The dads were encouraged to make paper jets with the kids and were given A4 sheets of paper with dotted lines printed on them to guide parents and kids when building their jets.

Problem was the guides were too simple so I had to build the f14 tomcat and millennium falcon paper planes from memory. The other dads didn't seem to mind too much that our paper planes reached far greater distances and experienced much longer hang time; not too much.

Then the kids were assembled to sing a song for the dad's that they had spent the week prior rehearsing. Halfway through the song I could see my daughter scowl at me because I didn't, like all the other fathers around me, have my video camera out.

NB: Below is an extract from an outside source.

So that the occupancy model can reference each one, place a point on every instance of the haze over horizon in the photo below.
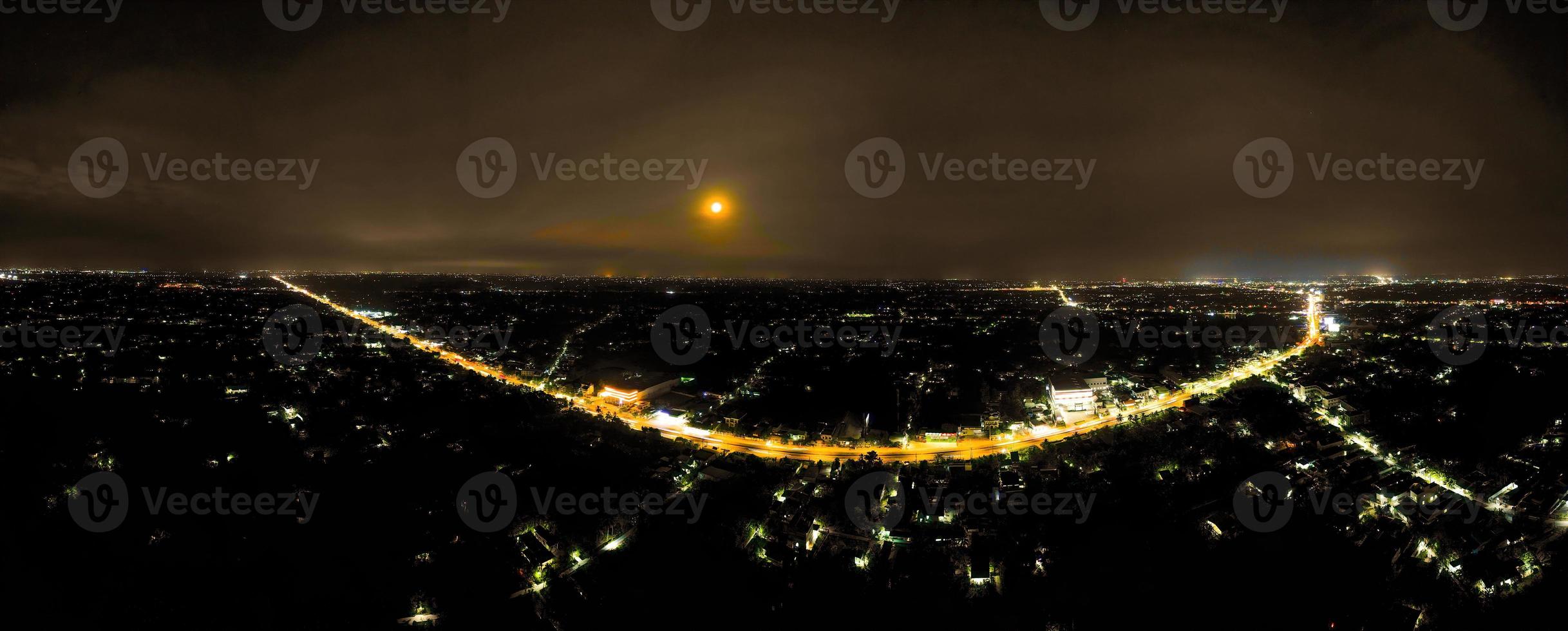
(772, 104)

Nor was I holding my iPad out in front of me like some high tech washing getting hung on an invisible line out in front of me. Or squinting to see the image on my smart phone like a mad scientist investigating some weird new oddity. Everyone but me looked like an i-clops!

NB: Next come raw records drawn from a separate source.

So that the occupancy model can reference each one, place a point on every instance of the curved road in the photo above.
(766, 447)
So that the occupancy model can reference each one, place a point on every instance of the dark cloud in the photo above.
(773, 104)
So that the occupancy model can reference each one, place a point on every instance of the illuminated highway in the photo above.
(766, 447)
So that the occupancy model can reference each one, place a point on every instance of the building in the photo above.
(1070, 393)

My daughter, most perplexed, asked me why I was the only dad who didn't record the fandango... When the Father's Day thing was done I tried to explain that I wanted it all in my memory, in my head, and not on a chip somewhere where it could get lost.

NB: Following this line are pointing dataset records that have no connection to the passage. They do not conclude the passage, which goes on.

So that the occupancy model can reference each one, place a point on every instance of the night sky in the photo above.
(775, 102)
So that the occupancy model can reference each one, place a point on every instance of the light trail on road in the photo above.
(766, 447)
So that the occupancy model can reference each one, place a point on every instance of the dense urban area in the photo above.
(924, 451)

My phone could get stolen, my camcorder might break and the iPad might need an upgrade and the data on the old one gone - lost forever. Plus those devices just capture a bit of it while my mind and my eyes and my heart take it all in and I will never ever ever forget the day my baby sang to her Daddy.

She was not convinced and was still a little miff until I said, can I film you on the jungle gym? Eyes lit up, yeah let's do it! And that moment too was captured in my memory only.